To o tym, co będzie na debatach, za chwilę. Jeszcze chciałem zapytać, czy prezes wyznaczył zięciowi prezydenta rolę emisariusza do kontaktów z lewicą?

- Nie, nie sądzę.

Widzimy codziennie pana Dubienieckiego, który się spotyka dzisiaj z Kaczmarkiem, Oleksym. Ciągle z kimś. To ma być sposób na przekonanie lewicy?

- Ja dowiaduję się o tych spotkaniach z mediów...

Bardzo jest zainteresowany w każdym razie średnio starszymi politykami lewicy pan Dubieniecki.

- Wie pan, wiele osób w Prawie i Sprawiedliwości, ale też w Platformie Obywatelskiej...

... zwłaszcza ostatnio jest zainteresowanych średnio starszymi politykami.

- Ja widzę zdjęcia Janusza Palikota z rozmaitymi politykami... Jest aktywny, to oczywiste, oba obozy polityczne aktywnie starają się o zdobycie poparcia.

Ale powiedział pan "wielu polityków PiS-u", tak? A ja pytam o zięcia prezydenta, on jest teraz politykiem PiS-u...

- Wiele osób związanych z naszym obozem politycznym, akurat pan Marcin Dubieniecki nie jest w Prawie i Sprawiedliwości, ale jest członkiem rodziny Jarosława Kaczyńskiego.

Słysząc antykomunistyczne, czy może lepiej antypostkomunistyczne deklaracje prezesa zdębiał pan trochę?

- Nie.

To było ustalone, uzgodnione, zaplanowane?

- Jarosław Kaczyński odnosił się do słów Ryszarda Kalisza, który celnie stwierdził, że 10 kwietnia coś się wydarzyło i rozwinął tę myśl. Polacy również oczekują, jak sądzę, innej atmosfery, innego języka pomiędzy politykami i ci politycy, którzy tego nie rozumieją, jak Janusz Palikot, Stefan Niesiołowski czy Kazimierz Kutz, nawiązując do klasyka "wyginą jak dinozaury".

Trochę rozwińmy ten temat. Józef Oleksy już wiemy kim jest. Leszek Miller też jest kimś takim? Już nie jest postkomuną?

- Leszek Miller nie jest parlamentarzystą. Ja wolałbym rozmawiać z tymi politykami lewicy, którzy mają mandat społeczny...

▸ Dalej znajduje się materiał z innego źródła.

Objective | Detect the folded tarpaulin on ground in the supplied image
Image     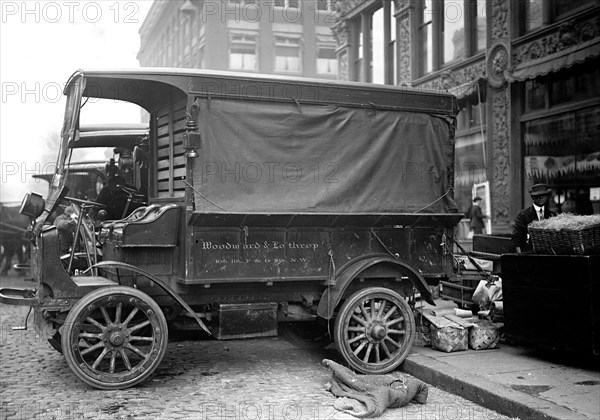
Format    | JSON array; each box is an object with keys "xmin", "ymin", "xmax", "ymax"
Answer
[{"xmin": 322, "ymin": 359, "xmax": 428, "ymax": 418}]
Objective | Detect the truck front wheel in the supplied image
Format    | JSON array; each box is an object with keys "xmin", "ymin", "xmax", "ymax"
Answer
[
  {"xmin": 334, "ymin": 287, "xmax": 415, "ymax": 374},
  {"xmin": 61, "ymin": 286, "xmax": 168, "ymax": 389}
]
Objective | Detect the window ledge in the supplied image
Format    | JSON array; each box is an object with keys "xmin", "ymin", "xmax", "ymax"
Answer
[{"xmin": 412, "ymin": 52, "xmax": 486, "ymax": 86}]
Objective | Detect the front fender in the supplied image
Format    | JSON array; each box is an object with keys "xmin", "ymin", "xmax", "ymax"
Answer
[
  {"xmin": 92, "ymin": 261, "xmax": 211, "ymax": 336},
  {"xmin": 317, "ymin": 254, "xmax": 434, "ymax": 319}
]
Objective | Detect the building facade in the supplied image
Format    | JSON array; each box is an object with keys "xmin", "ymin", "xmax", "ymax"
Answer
[
  {"xmin": 333, "ymin": 0, "xmax": 600, "ymax": 233},
  {"xmin": 138, "ymin": 0, "xmax": 339, "ymax": 79}
]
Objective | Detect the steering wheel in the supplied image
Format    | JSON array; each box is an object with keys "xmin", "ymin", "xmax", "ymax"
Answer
[
  {"xmin": 64, "ymin": 196, "xmax": 108, "ymax": 210},
  {"xmin": 116, "ymin": 185, "xmax": 144, "ymax": 197}
]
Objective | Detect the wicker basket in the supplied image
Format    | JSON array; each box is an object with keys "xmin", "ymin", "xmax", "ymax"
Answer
[
  {"xmin": 529, "ymin": 224, "xmax": 600, "ymax": 255},
  {"xmin": 414, "ymin": 325, "xmax": 431, "ymax": 347},
  {"xmin": 430, "ymin": 324, "xmax": 468, "ymax": 353},
  {"xmin": 469, "ymin": 321, "xmax": 500, "ymax": 350}
]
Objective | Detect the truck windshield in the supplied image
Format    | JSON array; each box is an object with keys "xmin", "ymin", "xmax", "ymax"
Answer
[{"xmin": 38, "ymin": 75, "xmax": 85, "ymax": 227}]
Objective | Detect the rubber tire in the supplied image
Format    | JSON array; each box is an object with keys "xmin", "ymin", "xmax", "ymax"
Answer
[
  {"xmin": 61, "ymin": 286, "xmax": 168, "ymax": 390},
  {"xmin": 334, "ymin": 287, "xmax": 415, "ymax": 374}
]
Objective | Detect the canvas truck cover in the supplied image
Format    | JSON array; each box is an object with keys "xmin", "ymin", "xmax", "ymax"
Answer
[{"xmin": 191, "ymin": 98, "xmax": 457, "ymax": 214}]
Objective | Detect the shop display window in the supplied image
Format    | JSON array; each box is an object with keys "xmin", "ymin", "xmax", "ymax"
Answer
[{"xmin": 522, "ymin": 64, "xmax": 600, "ymax": 206}]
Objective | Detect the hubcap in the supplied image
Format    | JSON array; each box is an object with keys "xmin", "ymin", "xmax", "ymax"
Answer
[
  {"xmin": 109, "ymin": 331, "xmax": 125, "ymax": 346},
  {"xmin": 369, "ymin": 323, "xmax": 387, "ymax": 341}
]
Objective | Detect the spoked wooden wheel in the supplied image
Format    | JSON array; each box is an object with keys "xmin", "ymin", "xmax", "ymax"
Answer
[
  {"xmin": 61, "ymin": 286, "xmax": 168, "ymax": 389},
  {"xmin": 334, "ymin": 287, "xmax": 415, "ymax": 374}
]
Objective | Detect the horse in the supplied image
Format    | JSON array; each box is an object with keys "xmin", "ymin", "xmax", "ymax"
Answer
[{"xmin": 0, "ymin": 204, "xmax": 31, "ymax": 276}]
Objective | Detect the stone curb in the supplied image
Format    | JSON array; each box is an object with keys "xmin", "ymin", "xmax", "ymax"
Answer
[{"xmin": 401, "ymin": 352, "xmax": 585, "ymax": 420}]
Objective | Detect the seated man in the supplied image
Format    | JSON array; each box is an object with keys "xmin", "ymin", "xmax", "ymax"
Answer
[
  {"xmin": 54, "ymin": 205, "xmax": 77, "ymax": 255},
  {"xmin": 96, "ymin": 160, "xmax": 144, "ymax": 221}
]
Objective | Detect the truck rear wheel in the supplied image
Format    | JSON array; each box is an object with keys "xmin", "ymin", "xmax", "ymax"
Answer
[
  {"xmin": 334, "ymin": 287, "xmax": 415, "ymax": 374},
  {"xmin": 61, "ymin": 286, "xmax": 168, "ymax": 389}
]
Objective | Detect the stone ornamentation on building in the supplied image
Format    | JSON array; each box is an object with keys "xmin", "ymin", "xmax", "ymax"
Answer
[
  {"xmin": 397, "ymin": 11, "xmax": 411, "ymax": 83},
  {"xmin": 487, "ymin": 41, "xmax": 510, "ymax": 89},
  {"xmin": 332, "ymin": 20, "xmax": 349, "ymax": 47},
  {"xmin": 491, "ymin": 0, "xmax": 508, "ymax": 40},
  {"xmin": 334, "ymin": 0, "xmax": 364, "ymax": 15},
  {"xmin": 491, "ymin": 90, "xmax": 511, "ymax": 224},
  {"xmin": 512, "ymin": 17, "xmax": 600, "ymax": 67},
  {"xmin": 416, "ymin": 61, "xmax": 486, "ymax": 92},
  {"xmin": 338, "ymin": 52, "xmax": 349, "ymax": 80}
]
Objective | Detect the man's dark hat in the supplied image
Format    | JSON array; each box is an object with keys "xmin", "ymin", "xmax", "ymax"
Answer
[
  {"xmin": 473, "ymin": 196, "xmax": 482, "ymax": 202},
  {"xmin": 529, "ymin": 183, "xmax": 551, "ymax": 196}
]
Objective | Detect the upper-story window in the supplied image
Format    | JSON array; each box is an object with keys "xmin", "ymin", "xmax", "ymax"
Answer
[
  {"xmin": 443, "ymin": 2, "xmax": 466, "ymax": 64},
  {"xmin": 415, "ymin": 0, "xmax": 487, "ymax": 77},
  {"xmin": 520, "ymin": 0, "xmax": 595, "ymax": 35},
  {"xmin": 229, "ymin": 32, "xmax": 258, "ymax": 71},
  {"xmin": 274, "ymin": 34, "xmax": 302, "ymax": 73},
  {"xmin": 317, "ymin": 0, "xmax": 334, "ymax": 11},
  {"xmin": 316, "ymin": 34, "xmax": 338, "ymax": 76},
  {"xmin": 274, "ymin": 0, "xmax": 300, "ymax": 8},
  {"xmin": 350, "ymin": 1, "xmax": 397, "ymax": 84},
  {"xmin": 419, "ymin": 0, "xmax": 434, "ymax": 74}
]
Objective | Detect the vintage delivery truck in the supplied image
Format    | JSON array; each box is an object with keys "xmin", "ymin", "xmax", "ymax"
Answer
[{"xmin": 1, "ymin": 69, "xmax": 460, "ymax": 389}]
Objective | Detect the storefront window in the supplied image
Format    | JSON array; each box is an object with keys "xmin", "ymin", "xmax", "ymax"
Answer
[
  {"xmin": 525, "ymin": 79, "xmax": 546, "ymax": 111},
  {"xmin": 523, "ymin": 107, "xmax": 600, "ymax": 213},
  {"xmin": 456, "ymin": 102, "xmax": 487, "ymax": 131},
  {"xmin": 454, "ymin": 91, "xmax": 488, "ymax": 214},
  {"xmin": 455, "ymin": 132, "xmax": 487, "ymax": 214},
  {"xmin": 521, "ymin": 0, "xmax": 595, "ymax": 35},
  {"xmin": 553, "ymin": 0, "xmax": 594, "ymax": 18},
  {"xmin": 551, "ymin": 64, "xmax": 600, "ymax": 106}
]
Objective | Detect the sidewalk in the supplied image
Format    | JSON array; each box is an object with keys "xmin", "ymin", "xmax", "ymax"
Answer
[{"xmin": 402, "ymin": 300, "xmax": 600, "ymax": 420}]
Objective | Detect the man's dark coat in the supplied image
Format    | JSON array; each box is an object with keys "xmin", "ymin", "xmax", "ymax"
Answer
[
  {"xmin": 511, "ymin": 205, "xmax": 556, "ymax": 251},
  {"xmin": 470, "ymin": 204, "xmax": 485, "ymax": 232}
]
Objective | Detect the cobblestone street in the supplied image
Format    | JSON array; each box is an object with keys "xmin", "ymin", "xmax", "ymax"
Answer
[{"xmin": 1, "ymin": 275, "xmax": 511, "ymax": 420}]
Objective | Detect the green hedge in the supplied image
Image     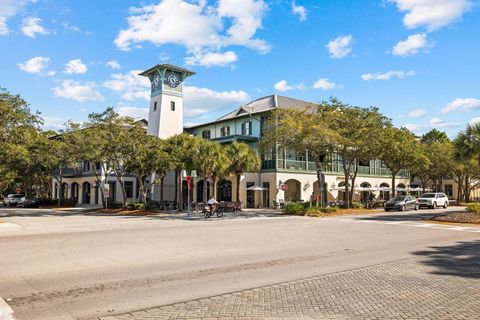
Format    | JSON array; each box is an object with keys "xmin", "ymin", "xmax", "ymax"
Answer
[
  {"xmin": 285, "ymin": 203, "xmax": 305, "ymax": 215},
  {"xmin": 126, "ymin": 202, "xmax": 144, "ymax": 210},
  {"xmin": 466, "ymin": 203, "xmax": 480, "ymax": 214},
  {"xmin": 352, "ymin": 202, "xmax": 364, "ymax": 209},
  {"xmin": 286, "ymin": 203, "xmax": 338, "ymax": 216}
]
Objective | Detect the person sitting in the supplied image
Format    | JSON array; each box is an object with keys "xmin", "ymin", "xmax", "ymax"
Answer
[{"xmin": 207, "ymin": 196, "xmax": 219, "ymax": 213}]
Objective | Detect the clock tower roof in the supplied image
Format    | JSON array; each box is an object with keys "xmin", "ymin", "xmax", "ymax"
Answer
[{"xmin": 139, "ymin": 64, "xmax": 196, "ymax": 77}]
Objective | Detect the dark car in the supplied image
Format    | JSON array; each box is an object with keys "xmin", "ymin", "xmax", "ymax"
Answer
[
  {"xmin": 384, "ymin": 196, "xmax": 418, "ymax": 212},
  {"xmin": 18, "ymin": 196, "xmax": 41, "ymax": 208}
]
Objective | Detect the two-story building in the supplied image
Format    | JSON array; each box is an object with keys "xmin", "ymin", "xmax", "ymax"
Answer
[{"xmin": 187, "ymin": 94, "xmax": 411, "ymax": 208}]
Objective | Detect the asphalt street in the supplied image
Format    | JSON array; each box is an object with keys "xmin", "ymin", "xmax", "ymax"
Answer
[{"xmin": 0, "ymin": 207, "xmax": 478, "ymax": 320}]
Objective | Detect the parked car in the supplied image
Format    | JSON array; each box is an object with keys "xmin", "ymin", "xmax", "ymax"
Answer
[
  {"xmin": 384, "ymin": 196, "xmax": 418, "ymax": 212},
  {"xmin": 18, "ymin": 196, "xmax": 41, "ymax": 208},
  {"xmin": 417, "ymin": 193, "xmax": 449, "ymax": 209},
  {"xmin": 3, "ymin": 194, "xmax": 25, "ymax": 206}
]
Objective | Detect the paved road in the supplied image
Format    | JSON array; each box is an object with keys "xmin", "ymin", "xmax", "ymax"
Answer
[{"xmin": 0, "ymin": 207, "xmax": 479, "ymax": 320}]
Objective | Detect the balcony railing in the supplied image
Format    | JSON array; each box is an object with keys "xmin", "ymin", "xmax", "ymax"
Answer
[{"xmin": 261, "ymin": 159, "xmax": 410, "ymax": 178}]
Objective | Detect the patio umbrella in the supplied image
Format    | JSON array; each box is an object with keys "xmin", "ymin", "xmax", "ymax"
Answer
[{"xmin": 246, "ymin": 185, "xmax": 268, "ymax": 191}]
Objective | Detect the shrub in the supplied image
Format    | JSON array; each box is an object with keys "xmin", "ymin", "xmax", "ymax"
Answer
[
  {"xmin": 107, "ymin": 202, "xmax": 124, "ymax": 209},
  {"xmin": 145, "ymin": 200, "xmax": 160, "ymax": 210},
  {"xmin": 466, "ymin": 203, "xmax": 480, "ymax": 214},
  {"xmin": 285, "ymin": 203, "xmax": 305, "ymax": 215},
  {"xmin": 352, "ymin": 202, "xmax": 364, "ymax": 209},
  {"xmin": 320, "ymin": 206, "xmax": 337, "ymax": 213},
  {"xmin": 304, "ymin": 208, "xmax": 321, "ymax": 217}
]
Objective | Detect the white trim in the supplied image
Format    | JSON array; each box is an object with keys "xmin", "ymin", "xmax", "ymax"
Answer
[{"xmin": 0, "ymin": 297, "xmax": 16, "ymax": 320}]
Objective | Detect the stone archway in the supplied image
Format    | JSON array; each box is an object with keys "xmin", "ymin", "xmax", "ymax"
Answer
[
  {"xmin": 379, "ymin": 182, "xmax": 390, "ymax": 200},
  {"xmin": 360, "ymin": 182, "xmax": 371, "ymax": 203},
  {"xmin": 71, "ymin": 182, "xmax": 79, "ymax": 200},
  {"xmin": 217, "ymin": 180, "xmax": 232, "ymax": 202},
  {"xmin": 284, "ymin": 179, "xmax": 301, "ymax": 202},
  {"xmin": 338, "ymin": 181, "xmax": 349, "ymax": 202},
  {"xmin": 196, "ymin": 180, "xmax": 211, "ymax": 204},
  {"xmin": 397, "ymin": 183, "xmax": 406, "ymax": 196},
  {"xmin": 82, "ymin": 182, "xmax": 91, "ymax": 204}
]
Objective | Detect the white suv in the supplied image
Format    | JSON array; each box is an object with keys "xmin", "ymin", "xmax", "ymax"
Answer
[
  {"xmin": 3, "ymin": 194, "xmax": 25, "ymax": 207},
  {"xmin": 417, "ymin": 193, "xmax": 449, "ymax": 209}
]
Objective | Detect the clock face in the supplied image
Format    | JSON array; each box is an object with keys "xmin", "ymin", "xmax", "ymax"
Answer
[
  {"xmin": 166, "ymin": 73, "xmax": 180, "ymax": 88},
  {"xmin": 151, "ymin": 74, "xmax": 161, "ymax": 93}
]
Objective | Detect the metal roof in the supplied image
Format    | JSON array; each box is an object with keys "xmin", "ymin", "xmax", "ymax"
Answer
[{"xmin": 139, "ymin": 64, "xmax": 196, "ymax": 77}]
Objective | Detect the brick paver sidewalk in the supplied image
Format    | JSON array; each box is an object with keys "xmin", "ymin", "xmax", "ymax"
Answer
[{"xmin": 98, "ymin": 253, "xmax": 480, "ymax": 320}]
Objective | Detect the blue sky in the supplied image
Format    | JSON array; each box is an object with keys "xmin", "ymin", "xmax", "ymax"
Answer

...przepraszam a Józef Oleksy jest?

- Nie, nie.

A to o Józefie Oleksym usłyszeliśmy, że średnio starszy polityk lewicy.

- Tak. Jarosław Kaczyński Józefa Oleksego zna. Przez wiele lat...

...a Leszka Milera nie zna?

- Pewnie też.

Więc też jest kolejnym średnio starszym politykiem lewicy?

- Trzeba pytać o to Jarosława Kaczyńskiego.

A pan jak uważa?

- Mnie się dobrze rozmawia z politykami lewicy młodego pokolenia.

A Wojciech Jaruzelski to teraz kto?

- To nie jest polityk na pewno.

Nie?

- Nie.

Nigdy nie był politykiem?

- Nie no, był politykiem, ale teraz nie jest czynnym politykiem na szczęście.

Ale lewica, czy postkomuna?

- Panie redaktorze, Wojciech Jaruzelski był politykiem w czasach reżimu komunistycznego, więc dzisiaj nie ma mandatu demokratycznego. Nie wiem dlaczego mielibyśmy o nim rozmawiać.

A czy PiS zamierza kiedyś wrócić do programu dekomunizacyjnego?

- Panie redaktorze 21 lat po upadku komunizmu mówienie o dekomunizacji jest...

...5 lat temu w programie to było zawarte. Mimo, że było 15 lat po upadku komunizmu.

- Pewnie to był ostatni moment. Dzisiaj kogo mielibyśmy dekomunizować? Grzegorza Napieralskiego?

Wtedy mówiliście, że będziecie się rozprawiali z siedliskami postkomunistycznego zła i rozbijali postkomunistyczne układy. Pięć lat temu.

- Panie redaktorze, czy mamy dekomunizować Grzegorza Napieralskiego, który jak upadał komunizm tak jak ja miał 15 lat? Dzisiaj niewątpliwie liderem lewicy jest Grzegorz Napieralski. Pięć lat temu liderem lewicy był bodaj...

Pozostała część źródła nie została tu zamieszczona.